For the second year in a row, McKinley Elementary School in Santa Monica has received the Title I Academic Achievement Award (AAA) from the California Department of Education.

McKinley is the only school in the Santa Monica-Malibu Unified School District to receive the award this year. Last year, Edison Language Academy also received the Title 1 AAA Award.

“It’s very exciting for us here at the school,” said McKinley principal Irene Gonzalez. “All of our staff have been working so hard.”

“I think it validates what we know — that we’re a hardwork-ing school, that we’ve had a lot of success,” said Susan Suomu, who has been a teacher at McKinley for ten years. “It’s a nice honor.”

District Superintendent Dianne Talarico said she was “so proud” of McKinley.

“I just think that to get this award once is a huge accomplishment, but to get it two years in a row truly validates the tremendous amount of high quality instruction that’s going on there for all students,” Talarico said.

McKinley vice principal Jessica Rishe felt the same way.

“It’s such a nice recognition that there’s growth over time — that it wasn’t just a one-time thing,” Rishe said. “It’s a really solid recognition.”

To receive the award from the California Department of Education, Title 1 schools must meet rigorous criteria.

Schools must exceed what is called the “Adequate Yearly Progress” for two or more years or significantly “close the achievement gap among numerically significant subgroups within the school community,” said California Department of Education officials.

In addition, schools must also have doubled their Academic Performance Index (API) growth target for two consecutive years, and meet a designated median score in both English and mathematics, according to the state officials.

For McKinley and other elementary schools, that score is 758. By 2010, the goal for the State of California is to have all schools’ Academic Performance Indexes at 800.

“And we’ve already passed that, so it’s very exciting,” said Gonzalez, who has been with the school district for 15 years.

McKinley’s Academic Performance Index was 862 for the 2005-06 fiscal year. In the 2004-05 school year, it was 855.

“Our API scores are continuing to increase,” said Gonzalez. “It’s really validating for our school.”

McKinley is making good progress toward closing the achievement gap, Gonzalez said.

“Our English language learners are achieving at the same level as many of our English-only students in math,” Gonzalez said, as an example of the school’s work in closing the achievement gap.

Gonzalez, who calls McKinley her “second home,” is proud of the 393 students there.

“The students have really committed to making every minute count,” she said.

“We’re really proud of the kids,” said Suomu. “We’re really proud of the hard work they’re doing.”

Gonzalez, Suomu and Rishe also like the diversity at McKinley.

“We have a great mix of students, not only ethnically, but linguistically, and that really contributes to our rich school en- vironment and the culture,” said Gonzalez. “I think it really makes a big difference.”

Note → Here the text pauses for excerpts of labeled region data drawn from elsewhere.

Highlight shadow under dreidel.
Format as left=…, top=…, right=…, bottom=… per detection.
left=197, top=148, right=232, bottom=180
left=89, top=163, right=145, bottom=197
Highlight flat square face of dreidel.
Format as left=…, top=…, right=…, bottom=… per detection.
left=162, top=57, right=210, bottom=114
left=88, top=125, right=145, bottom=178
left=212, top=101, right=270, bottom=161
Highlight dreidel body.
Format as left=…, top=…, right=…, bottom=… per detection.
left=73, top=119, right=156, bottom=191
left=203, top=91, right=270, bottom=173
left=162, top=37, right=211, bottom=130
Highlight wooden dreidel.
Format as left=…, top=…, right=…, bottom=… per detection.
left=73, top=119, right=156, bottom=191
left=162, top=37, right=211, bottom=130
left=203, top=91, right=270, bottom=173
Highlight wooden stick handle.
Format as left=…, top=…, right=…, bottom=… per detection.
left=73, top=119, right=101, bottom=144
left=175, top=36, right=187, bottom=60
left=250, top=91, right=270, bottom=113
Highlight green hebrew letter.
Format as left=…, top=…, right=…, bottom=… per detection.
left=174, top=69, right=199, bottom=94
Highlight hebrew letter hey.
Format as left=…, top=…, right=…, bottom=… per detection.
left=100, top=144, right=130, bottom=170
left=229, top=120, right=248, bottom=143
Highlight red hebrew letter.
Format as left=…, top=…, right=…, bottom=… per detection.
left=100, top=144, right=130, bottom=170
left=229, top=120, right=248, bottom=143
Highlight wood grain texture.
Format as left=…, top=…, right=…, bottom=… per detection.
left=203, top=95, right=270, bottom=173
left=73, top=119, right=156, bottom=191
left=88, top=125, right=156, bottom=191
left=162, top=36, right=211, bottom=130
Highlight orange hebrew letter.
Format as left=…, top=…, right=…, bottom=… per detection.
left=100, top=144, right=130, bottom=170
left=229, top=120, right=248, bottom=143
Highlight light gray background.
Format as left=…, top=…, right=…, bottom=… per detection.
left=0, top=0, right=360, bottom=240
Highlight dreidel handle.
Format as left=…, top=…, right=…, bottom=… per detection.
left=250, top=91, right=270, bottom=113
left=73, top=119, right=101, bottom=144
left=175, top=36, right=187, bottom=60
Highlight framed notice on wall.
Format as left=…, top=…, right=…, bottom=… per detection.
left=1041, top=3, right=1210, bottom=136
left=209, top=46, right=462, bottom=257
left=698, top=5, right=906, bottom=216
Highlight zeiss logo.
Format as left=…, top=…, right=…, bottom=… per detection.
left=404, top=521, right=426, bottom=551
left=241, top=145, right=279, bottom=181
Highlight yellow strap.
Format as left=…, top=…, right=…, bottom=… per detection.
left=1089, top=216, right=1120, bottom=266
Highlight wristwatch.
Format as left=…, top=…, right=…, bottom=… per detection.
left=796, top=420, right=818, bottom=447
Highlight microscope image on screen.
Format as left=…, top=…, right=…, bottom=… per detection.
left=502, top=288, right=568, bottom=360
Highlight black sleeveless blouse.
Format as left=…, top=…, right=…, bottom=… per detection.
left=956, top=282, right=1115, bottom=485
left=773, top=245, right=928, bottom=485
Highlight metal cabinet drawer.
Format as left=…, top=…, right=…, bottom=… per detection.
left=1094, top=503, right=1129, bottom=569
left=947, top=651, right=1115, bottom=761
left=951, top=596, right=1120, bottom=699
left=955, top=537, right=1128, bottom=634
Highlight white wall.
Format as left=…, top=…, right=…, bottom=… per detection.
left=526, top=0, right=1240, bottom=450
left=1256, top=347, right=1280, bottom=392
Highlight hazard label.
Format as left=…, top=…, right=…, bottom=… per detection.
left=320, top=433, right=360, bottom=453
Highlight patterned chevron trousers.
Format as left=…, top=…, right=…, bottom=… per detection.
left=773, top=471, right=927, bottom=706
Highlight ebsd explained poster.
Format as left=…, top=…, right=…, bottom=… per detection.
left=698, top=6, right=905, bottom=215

The diversity “is really one of my favorite things at McKinley,” Suomu said. “We just have a rich body of students that we can learn from. I love that.”

Thirty-nine percent of the McKinley students are Hispanic, 38 percent Caucasian, ten percent Asian, nine percent African American and one percent Filipino.

Although McKinley has students of mid-income and high-income levels, 49 percent of the student body falls in the lower income bracket, which qualifies McKinley as a Title I school.

Title I schools receive Title I money, the largest single federal funding source for education.

“We receive extra funding from the federal government,” Gonzalez said. “Without that funding, we wouldn’t have instructional assistance, a community liaison who works on parent outreach, a special after-school program. We wouldn’t have these [and other] programs at the school. We feel so fortunate.”

There are four Title I schools in the Santa Monica-Malibu district — McKinley, Edison Language Academy, Will Rogers Learning Community, and John Muir Elementary School. All are elementary schools.

McKinley has 22 teachers and about 75 staff members, including instructional assistance, classified staff, office, library, computer, custodial and after-school child staff, Gonzalez said.

“The success we have at the school is a combination of staff effort and parents,” said Gonzalez. “It’s a very collaborative staff, and I really feel our parent body has been really supportive. We really believe parent involvement equals student success. We’re committed to making sure that all students achieve at McKinley.”

Rishe said she has never worked with such a great, collaborative instructional team.

“It’s a tight team of support for students,” she said.

In addition to receiving their second consecutive Title I Academic Achievement Award this year, McKinley is also celebrating its 100th year.

“We’ve worked hard for many years,” said Suomu. “There’s a really great feeling right now at McKinley. We’re really proud of our school.”